Good luck to the youngins on this one. Art Fag City
editor-in-chief Will Brand
recently observed he knew almost no twentysomething who was employed. I recently looked at a job application that listed five years worth of internships (though to be fair the applicant was in school for most of that time). Parents of recent art school grads should expect to be supporting their kids for at least two years. There simply aren't a lot of job opportunities.
Former Chicago residents in the arts seem to deal with this by moving to New York and starting a gallery, though it's unclear if anyone ever makes any money doing this. I guess their apartment gallery culture is transportable. As for the rest of us transplants, New York isn't such a bad place to be unemployed. The arts community is extraordinarily supportive and more opportunities for valuable or prestigious internships exist here than anywhere else. A good internship is characterized by its ability to get you a paying job. Ask yourself how much you're learning and how many people you're meeting. If the answer isn't a lot, you're wasting your time and your parents' money.
I got a solo show two years out of grad school. Time to conquer the world!
Not so fast. There are only about 300 spaces for A-list art professionals—whether writers, curators, or artists—and that's the only list with any job security. Once a large enough number of collectors have bought an artist's work, they tend to protect their investment by buying more.

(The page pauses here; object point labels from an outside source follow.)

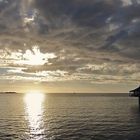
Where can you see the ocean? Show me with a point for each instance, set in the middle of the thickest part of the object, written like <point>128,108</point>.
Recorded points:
<point>69,117</point>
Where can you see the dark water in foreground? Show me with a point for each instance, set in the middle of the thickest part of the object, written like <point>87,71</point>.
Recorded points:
<point>69,117</point>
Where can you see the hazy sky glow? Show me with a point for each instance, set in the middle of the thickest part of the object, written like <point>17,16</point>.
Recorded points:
<point>69,45</point>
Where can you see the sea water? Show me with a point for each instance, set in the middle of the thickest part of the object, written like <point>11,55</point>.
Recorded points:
<point>69,117</point>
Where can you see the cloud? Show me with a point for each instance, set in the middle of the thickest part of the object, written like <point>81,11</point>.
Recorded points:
<point>94,40</point>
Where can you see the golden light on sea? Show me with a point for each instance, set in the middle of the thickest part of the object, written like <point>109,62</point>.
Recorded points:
<point>34,113</point>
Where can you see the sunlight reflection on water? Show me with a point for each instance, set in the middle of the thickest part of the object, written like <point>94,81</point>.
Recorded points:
<point>34,114</point>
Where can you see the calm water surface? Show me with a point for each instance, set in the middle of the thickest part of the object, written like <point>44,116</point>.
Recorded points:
<point>69,117</point>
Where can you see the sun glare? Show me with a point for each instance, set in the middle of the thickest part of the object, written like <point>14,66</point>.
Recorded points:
<point>34,112</point>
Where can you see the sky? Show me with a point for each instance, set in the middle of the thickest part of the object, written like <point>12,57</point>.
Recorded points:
<point>69,45</point>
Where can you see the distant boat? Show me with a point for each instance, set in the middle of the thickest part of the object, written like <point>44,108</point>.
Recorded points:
<point>135,92</point>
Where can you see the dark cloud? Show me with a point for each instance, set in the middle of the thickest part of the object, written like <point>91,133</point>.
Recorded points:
<point>78,32</point>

Everyone else who sees any kind of success gets the type of "up-and-comer" fame that has the half-life of a passing YouTube meme, so expect your career gains to be part of that turnover. Managing a life in the arts means coming to terms with the reality that what you do may be very popular one year, and completely out of vogue the next.
I've been in New York two years and have nothing to show for it.
Suck it up. Critics, artists, curators and dealers should all expect to spend no less than 10 years working independently before receiving any kind of recognition. Yes, that means most New York artists won't land a solo show for a very long time. This is usually a good thing, as it gives an artist the time to mature. (A note to collectors: yes, believe it or not, this can occur outside the gallery system.)
How do I get gallery representation?
No offense but shut the hell up. I mean this in the nicest of ways, because it's a legitimate question, but also at least as old as Wilford Brimley. The stock answer here is make friends who make work you like, go to galleries that show work you like, court the dealer for a year, and sign up.
My own advice is to forget about that and make friends with the people with whom you actually connect. Professional friendships driven by careerism often aren't particularly fulfilling, nor are they all that useful when you're really in a jam. Anyone actively involved in the art world will naturally end up with scads of casual professional relationships anyway, all without having to aggressively court them.